Hoarding is a moral term meaning taking more than one's fair share of goods. When a person hoards and at the same time is stingy about compensating the people and employees who enable the Hoarding this is called greed. Geed is a moral term not an ethical one but it is important to note its existence when doing a comprehensive ethical evaluation of a business.

Examples of Hoarding are seen in speculative buying of property and goods. This tends to drive up the price of property and goods costing the public more money for the basic necessities of life and lowering slightly the quality of their lives by denying them the satisfaction of finding affordable deals they can buy.

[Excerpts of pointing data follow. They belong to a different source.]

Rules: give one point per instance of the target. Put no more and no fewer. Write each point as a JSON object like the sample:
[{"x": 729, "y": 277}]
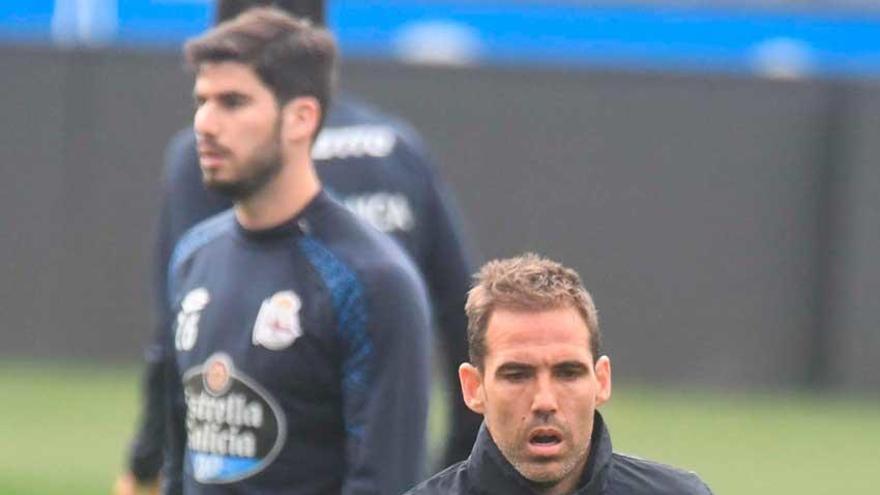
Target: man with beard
[
  {"x": 299, "y": 347},
  {"x": 537, "y": 376},
  {"x": 378, "y": 166}
]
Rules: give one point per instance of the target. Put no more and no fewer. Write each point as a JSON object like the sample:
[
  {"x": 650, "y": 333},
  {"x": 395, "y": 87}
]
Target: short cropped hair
[
  {"x": 525, "y": 283},
  {"x": 290, "y": 56}
]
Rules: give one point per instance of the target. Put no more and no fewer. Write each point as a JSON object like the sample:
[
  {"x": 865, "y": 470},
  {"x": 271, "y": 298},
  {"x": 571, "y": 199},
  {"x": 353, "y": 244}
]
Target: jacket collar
[{"x": 492, "y": 474}]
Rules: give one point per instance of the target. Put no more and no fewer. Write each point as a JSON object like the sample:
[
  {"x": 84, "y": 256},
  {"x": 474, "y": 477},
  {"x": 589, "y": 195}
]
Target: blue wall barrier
[{"x": 776, "y": 42}]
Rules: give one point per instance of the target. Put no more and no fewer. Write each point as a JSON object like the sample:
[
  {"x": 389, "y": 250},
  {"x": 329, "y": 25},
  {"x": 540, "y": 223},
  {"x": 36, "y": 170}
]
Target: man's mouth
[
  {"x": 210, "y": 158},
  {"x": 545, "y": 441}
]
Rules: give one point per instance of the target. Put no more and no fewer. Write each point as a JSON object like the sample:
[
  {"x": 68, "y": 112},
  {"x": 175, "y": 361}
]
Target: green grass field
[{"x": 63, "y": 429}]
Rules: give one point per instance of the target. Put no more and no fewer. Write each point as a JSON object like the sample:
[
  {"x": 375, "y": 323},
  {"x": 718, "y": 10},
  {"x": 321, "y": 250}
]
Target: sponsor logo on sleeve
[
  {"x": 388, "y": 212},
  {"x": 354, "y": 141},
  {"x": 278, "y": 324},
  {"x": 188, "y": 318},
  {"x": 234, "y": 427}
]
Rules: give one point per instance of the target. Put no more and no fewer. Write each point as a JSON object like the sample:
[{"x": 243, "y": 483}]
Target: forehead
[
  {"x": 221, "y": 77},
  {"x": 555, "y": 334}
]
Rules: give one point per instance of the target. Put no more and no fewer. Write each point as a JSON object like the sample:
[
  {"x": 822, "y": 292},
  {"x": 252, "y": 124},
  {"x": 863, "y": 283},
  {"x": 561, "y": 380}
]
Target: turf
[{"x": 63, "y": 429}]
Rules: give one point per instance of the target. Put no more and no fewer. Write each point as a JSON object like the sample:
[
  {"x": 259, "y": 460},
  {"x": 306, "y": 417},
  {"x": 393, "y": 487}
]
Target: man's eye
[
  {"x": 232, "y": 101},
  {"x": 515, "y": 376}
]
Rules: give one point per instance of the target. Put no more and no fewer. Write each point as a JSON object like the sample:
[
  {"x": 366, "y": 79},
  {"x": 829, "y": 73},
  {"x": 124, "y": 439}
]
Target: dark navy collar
[
  {"x": 492, "y": 474},
  {"x": 300, "y": 224}
]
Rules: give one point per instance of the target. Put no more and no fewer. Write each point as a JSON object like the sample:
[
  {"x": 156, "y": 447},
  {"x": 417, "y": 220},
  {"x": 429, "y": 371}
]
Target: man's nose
[
  {"x": 544, "y": 401},
  {"x": 205, "y": 120}
]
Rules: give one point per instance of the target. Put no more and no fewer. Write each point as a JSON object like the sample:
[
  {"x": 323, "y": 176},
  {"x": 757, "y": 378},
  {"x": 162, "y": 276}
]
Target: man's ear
[
  {"x": 301, "y": 116},
  {"x": 603, "y": 376},
  {"x": 472, "y": 387}
]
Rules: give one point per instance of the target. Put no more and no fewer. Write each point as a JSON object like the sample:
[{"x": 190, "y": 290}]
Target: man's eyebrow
[
  {"x": 571, "y": 366},
  {"x": 513, "y": 366}
]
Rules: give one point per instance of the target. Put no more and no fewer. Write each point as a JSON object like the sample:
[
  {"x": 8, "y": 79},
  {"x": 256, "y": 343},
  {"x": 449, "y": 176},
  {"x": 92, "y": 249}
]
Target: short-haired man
[
  {"x": 300, "y": 342},
  {"x": 379, "y": 167},
  {"x": 537, "y": 377}
]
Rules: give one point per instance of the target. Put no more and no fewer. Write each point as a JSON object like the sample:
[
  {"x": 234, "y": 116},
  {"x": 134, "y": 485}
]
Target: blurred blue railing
[{"x": 775, "y": 42}]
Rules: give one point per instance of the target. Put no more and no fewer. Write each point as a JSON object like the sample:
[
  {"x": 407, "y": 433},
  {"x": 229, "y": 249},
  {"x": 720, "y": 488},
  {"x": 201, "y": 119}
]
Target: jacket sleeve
[
  {"x": 385, "y": 375},
  {"x": 145, "y": 457},
  {"x": 174, "y": 414},
  {"x": 447, "y": 267}
]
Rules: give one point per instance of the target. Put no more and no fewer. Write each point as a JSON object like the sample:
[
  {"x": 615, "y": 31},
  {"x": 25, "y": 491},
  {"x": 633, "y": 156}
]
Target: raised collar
[
  {"x": 298, "y": 225},
  {"x": 492, "y": 474}
]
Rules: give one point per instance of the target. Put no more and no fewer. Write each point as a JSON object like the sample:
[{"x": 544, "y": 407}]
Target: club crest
[
  {"x": 188, "y": 318},
  {"x": 278, "y": 324}
]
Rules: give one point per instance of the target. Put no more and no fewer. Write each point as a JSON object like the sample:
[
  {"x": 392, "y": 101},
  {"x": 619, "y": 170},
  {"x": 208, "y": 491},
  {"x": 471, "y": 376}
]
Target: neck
[
  {"x": 569, "y": 483},
  {"x": 283, "y": 197}
]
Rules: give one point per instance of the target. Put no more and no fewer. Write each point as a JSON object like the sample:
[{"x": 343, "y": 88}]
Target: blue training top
[
  {"x": 301, "y": 358},
  {"x": 378, "y": 166}
]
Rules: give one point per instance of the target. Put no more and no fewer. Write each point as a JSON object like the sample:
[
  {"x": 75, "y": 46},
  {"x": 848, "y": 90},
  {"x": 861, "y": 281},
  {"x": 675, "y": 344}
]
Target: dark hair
[
  {"x": 525, "y": 283},
  {"x": 289, "y": 55},
  {"x": 312, "y": 10}
]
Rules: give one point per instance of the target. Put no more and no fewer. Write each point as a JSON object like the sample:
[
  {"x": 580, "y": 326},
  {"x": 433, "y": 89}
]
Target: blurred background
[{"x": 711, "y": 169}]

The Department of Commerce created the Internet domain name system. Google.com, Twitter.com and the like are domain names that were once freely available to buy on the Internet from domain name registrars. But savvy business investors quickly saw an opportunity to buy inexpensive domain names in bulk. So, it is not uncommon to find investors holding ten thousand domain names. More commonly people own a hundred to five hundred names. But there is little remedy to Hoarding except through windfall taxation that can fairly prevent Hoarding

Hoarding does not become an ethical issue until other questionable activities are present in the course of business. But the central ethical issues remain "how much wealth is really necessary?" Hoarding wealth leads to greater political power and effective means to successfully write legislation that more and more favors the wealthy. Hoarding is a problem that addresses arguments found in the social theory of Locke, Jeremy Bentham, Hobbs, and Rousseau.